Seuls un quart des chefs d’entreprise se déclarent confiant pour l’économie française « dans les mois qui viennent ». Ils ne sont plus que 16 % à se dire confiants pour la croissance, contre... 52 % il y a encore quatre mois. Concernant l’évolution de l’emploi, la confiance chute de 30 points, pour s’établir à 16 %. « La chute est d’une rapidité spectaculaire, observe François Miquet Marty, directeur associé chez Viavoice. En l’espace d’un été, elle nous ramène à l’étiage connu au printemps 2009. »


Inquiétudes

Ce regain d’inquiétude s’explique par l’environnement macroéconomique : une écrasante majorité des entrepreneurs (91 % ) interrogés juste avant le sommet européen estiment que la crise de la dette constitue une « menace importante » pour la croissance.Ce sondage s’inscrit, en outre, dans un contexte de rigueur après un été marqué par l’annonce d’une croissance nulle au deuxième trimestre et une révision à la baisse des prévisions gouvernementales.

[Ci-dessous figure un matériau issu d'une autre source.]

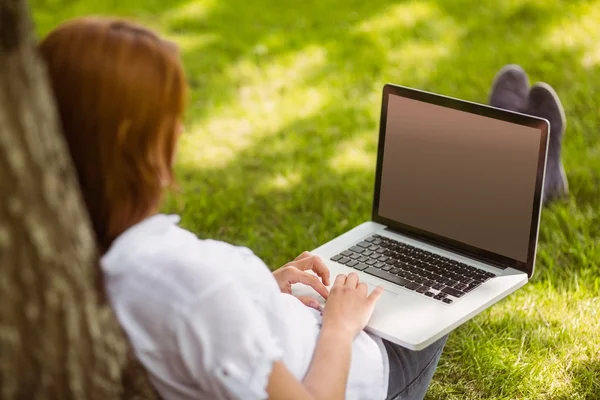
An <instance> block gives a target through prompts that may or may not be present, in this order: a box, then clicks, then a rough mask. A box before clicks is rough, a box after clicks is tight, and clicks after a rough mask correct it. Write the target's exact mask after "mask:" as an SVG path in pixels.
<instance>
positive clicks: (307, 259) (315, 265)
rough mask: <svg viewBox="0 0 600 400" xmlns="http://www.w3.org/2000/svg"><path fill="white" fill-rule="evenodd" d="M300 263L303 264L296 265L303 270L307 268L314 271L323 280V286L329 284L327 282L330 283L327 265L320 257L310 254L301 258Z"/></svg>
mask: <svg viewBox="0 0 600 400" xmlns="http://www.w3.org/2000/svg"><path fill="white" fill-rule="evenodd" d="M301 263H302V264H303V265H301V266H298V268H299V269H301V270H303V271H306V270H309V269H310V270H312V271H314V272H315V273H316V274H317V275H318V276H319V277H320V278H321V280H322V281H323V284H325V286H329V283H330V281H329V277H330V272H329V268H327V265H325V263H324V262H323V260H322V259H321V257H319V256H316V255H311V256H309V257H307V258H305V259H303V260H302V261H301ZM305 263H306V264H305Z"/></svg>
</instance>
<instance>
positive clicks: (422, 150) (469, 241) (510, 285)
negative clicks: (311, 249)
mask: <svg viewBox="0 0 600 400" xmlns="http://www.w3.org/2000/svg"><path fill="white" fill-rule="evenodd" d="M549 129H550V125H549V122H548V121H547V120H544V119H540V118H536V117H533V116H529V115H524V114H519V113H515V112H510V111H506V110H501V109H497V108H494V107H489V106H485V105H481V104H475V103H471V102H468V101H463V100H458V99H454V98H450V97H446V96H441V95H438V94H433V93H428V92H424V91H421V90H415V89H410V88H407V87H402V86H396V85H391V84H388V85H386V86H385V87H384V89H383V100H382V107H381V120H380V129H379V145H378V151H377V167H376V176H375V192H374V197H373V209H372V218H371V221H368V222H364V223H362V224H360V225H358V226H357V227H355V228H353V229H351V230H350V231H348V232H346V233H344V234H343V235H341V236H339V237H337V238H335V239H333V240H332V241H330V242H328V243H326V244H324V245H322V246H320V247H319V248H317V249H316V250H314V251H313V253H314V254H318V255H319V256H321V257H322V259H323V260H324V261H325V263H326V264H327V266H328V267H329V268H330V270H331V276H332V278H333V277H335V276H336V275H338V274H348V273H350V272H355V273H357V274H358V275H359V278H360V280H361V281H363V282H365V283H367V284H368V286H369V289H370V290H373V289H374V288H375V287H376V286H382V287H383V288H384V289H385V290H384V294H383V295H382V297H381V298H380V300H379V301H378V303H377V305H376V308H375V310H374V313H373V316H372V317H371V319H370V321H369V323H368V325H367V328H366V330H367V331H368V332H371V333H373V334H376V335H378V336H380V337H382V338H384V339H386V340H389V341H391V342H393V343H397V344H399V345H401V346H404V347H406V348H408V349H412V350H421V349H423V348H425V347H427V346H428V345H430V344H431V343H433V342H435V341H436V340H438V339H439V338H441V337H442V336H444V335H446V334H447V333H449V332H450V331H452V330H453V329H455V328H456V327H458V326H459V325H461V324H462V323H464V322H465V321H467V320H469V319H470V318H472V317H474V316H475V315H477V314H479V313H480V312H481V311H483V310H485V309H486V308H488V307H490V306H491V305H493V304H494V303H497V302H498V301H500V300H502V299H503V298H505V297H506V296H508V295H509V294H511V293H513V292H514V291H516V290H517V289H518V288H520V287H522V286H523V285H525V284H526V283H527V281H528V280H529V279H530V278H531V277H532V275H533V270H534V264H535V256H536V247H537V238H538V230H539V221H540V214H541V205H542V188H543V181H544V171H545V167H546V157H547V147H548V135H549ZM332 282H333V279H332ZM293 293H294V294H297V295H310V294H311V293H312V294H313V295H314V293H315V292H314V291H313V290H312V289H311V288H308V287H306V286H303V285H295V286H294V288H293ZM315 296H316V295H315ZM319 301H320V302H321V303H322V304H323V303H324V300H323V299H322V298H319Z"/></svg>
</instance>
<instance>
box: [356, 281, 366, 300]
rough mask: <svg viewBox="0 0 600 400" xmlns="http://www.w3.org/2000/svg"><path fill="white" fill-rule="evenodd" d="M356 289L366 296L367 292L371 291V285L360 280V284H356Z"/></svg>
mask: <svg viewBox="0 0 600 400" xmlns="http://www.w3.org/2000/svg"><path fill="white" fill-rule="evenodd" d="M356 290H358V291H359V292H360V293H362V294H363V295H364V296H365V297H367V294H368V293H369V287H368V286H367V284H366V283H364V282H360V283H359V284H358V285H356Z"/></svg>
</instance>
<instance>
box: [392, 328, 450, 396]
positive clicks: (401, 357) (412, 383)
mask: <svg viewBox="0 0 600 400" xmlns="http://www.w3.org/2000/svg"><path fill="white" fill-rule="evenodd" d="M447 338H448V336H447V335H446V336H444V337H443V338H441V339H440V340H438V341H437V342H435V343H433V344H432V345H430V346H429V347H427V348H426V349H423V350H421V351H412V350H408V349H405V348H404V347H401V346H398V345H396V344H393V343H390V342H388V341H387V340H384V341H383V343H384V345H385V348H386V350H387V353H388V359H389V364H390V378H389V387H388V397H387V398H388V400H422V399H423V397H425V392H427V388H428V387H429V383H430V382H431V378H432V377H433V373H434V372H435V369H436V367H437V364H438V361H439V360H440V356H441V355H442V350H443V349H444V345H445V344H446V339H447Z"/></svg>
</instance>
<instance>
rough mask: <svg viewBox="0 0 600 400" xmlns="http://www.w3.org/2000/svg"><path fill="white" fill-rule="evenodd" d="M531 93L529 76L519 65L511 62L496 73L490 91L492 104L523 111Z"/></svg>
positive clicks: (496, 107)
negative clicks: (527, 76) (509, 63)
mask: <svg viewBox="0 0 600 400" xmlns="http://www.w3.org/2000/svg"><path fill="white" fill-rule="evenodd" d="M528 95H529V78H528V77H527V74H526V73H525V71H524V70H523V68H521V67H520V66H519V65H516V64H509V65H505V66H504V67H502V69H501V70H500V71H498V73H497V74H496V77H495V78H494V82H493V83H492V90H491V92H490V105H491V106H492V107H496V108H502V109H505V110H510V111H517V112H523V109H524V108H525V107H526V106H527V96H528Z"/></svg>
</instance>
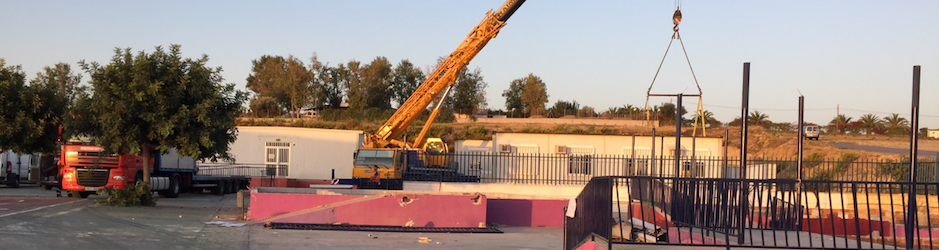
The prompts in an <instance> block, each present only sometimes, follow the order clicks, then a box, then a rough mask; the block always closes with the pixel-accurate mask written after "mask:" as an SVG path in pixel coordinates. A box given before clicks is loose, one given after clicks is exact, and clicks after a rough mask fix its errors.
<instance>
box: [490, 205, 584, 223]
mask: <svg viewBox="0 0 939 250" xmlns="http://www.w3.org/2000/svg"><path fill="white" fill-rule="evenodd" d="M566 206H567V200H528V199H489V206H488V207H487V208H486V222H488V223H499V224H503V225H507V226H513V227H563V226H564V207H566Z"/></svg>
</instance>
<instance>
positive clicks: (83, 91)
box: [30, 63, 88, 106]
mask: <svg viewBox="0 0 939 250" xmlns="http://www.w3.org/2000/svg"><path fill="white" fill-rule="evenodd" d="M81 80H82V75H81V74H80V73H77V72H73V71H72V67H71V65H69V64H68V63H56V64H55V66H52V67H49V66H46V67H43V68H42V71H40V72H39V73H37V74H36V78H35V79H33V80H32V81H30V84H31V85H36V84H40V85H51V86H55V87H56V88H57V89H56V94H57V95H59V96H62V97H65V99H66V100H67V103H68V105H69V106H71V105H72V104H74V103H75V100H76V99H77V98H78V95H79V94H81V92H85V91H87V90H88V89H87V87H85V86H80V85H79V84H80V83H81Z"/></svg>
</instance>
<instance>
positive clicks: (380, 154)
mask: <svg viewBox="0 0 939 250" xmlns="http://www.w3.org/2000/svg"><path fill="white" fill-rule="evenodd" d="M394 153H395V151H393V150H359V153H358V154H357V155H356V157H355V165H368V166H378V167H380V168H390V167H392V166H393V165H394Z"/></svg>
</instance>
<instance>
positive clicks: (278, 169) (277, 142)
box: [264, 142, 290, 176]
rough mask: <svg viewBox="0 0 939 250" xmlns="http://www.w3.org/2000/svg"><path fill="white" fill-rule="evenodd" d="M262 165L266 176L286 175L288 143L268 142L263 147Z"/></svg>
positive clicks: (280, 175) (288, 153)
mask: <svg viewBox="0 0 939 250" xmlns="http://www.w3.org/2000/svg"><path fill="white" fill-rule="evenodd" d="M264 152H265V157H264V165H265V166H266V167H267V175H268V176H288V174H289V172H288V171H289V169H290V143H289V142H268V143H267V144H266V147H264Z"/></svg>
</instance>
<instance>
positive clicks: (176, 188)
mask: <svg viewBox="0 0 939 250" xmlns="http://www.w3.org/2000/svg"><path fill="white" fill-rule="evenodd" d="M180 190H182V178H181V177H179V174H173V176H170V188H169V189H168V190H166V191H165V193H164V194H163V196H166V198H176V197H179V192H180Z"/></svg>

Mais concernant les perspectives de leur propre entreprise, le moral des dirigeants est bien meilleur : ils sont encore majoritaires à se dire confiants pour le résultat net de l’année en cours (64 % ), leur chiffre d’affaires (62 % ) ou leur trésorerie (61 % ). « Le vécu de la crise de 2008 semble apporter plus de "sérénité" aux chefs de PME, qui ne cèdent pas à un vent de panique psychologique », note Jean-Jacques Pichon, associé chez Grant Thornton. « Ce dernier rempart tient encore mais devient extrêmement fragile », tempère François Miquet Marty. Les inquiétudes sont plus nombreuses : la confiance concernant l’activité et la trésorerie baisse respectivement de 10 et 12 points par rapport à juin. Et face aux craintes de restrictions du crédit bancaire, deux tiers (69 % ) des chefs d’entreprise voient dans la crise de la dette une menace importante « pour la situation financière de [leur] entreprise ».

Dans ce contexte, les projets de développement sont de plus en plus teintés de prudence. Les dirigeants sont moins nombreux qu’en juin à vouloir augmenter leurs investissements en matière de « nouveaux marchés ou produits » (20 %, -6 points), de R&D (15 %, - 6) ou de communication (11 %, -3). Cet attentisme vaut également pour les intentions d’embauches, en repli de10 points (à 13 % ).

Face à la crise, les chefs d’entreprise attendent en priorité des candidats à la présidentielle qu’ils réduisent le déficit et la dette (63 % ). Tout en plaidant, contradiction habituelle, pour une baisse des charges. Ils souhaitent aussi un meilleur équilibre de l’impôt sur les sociétés entre PME et grands groupes et une harmonisation des politiques européennes.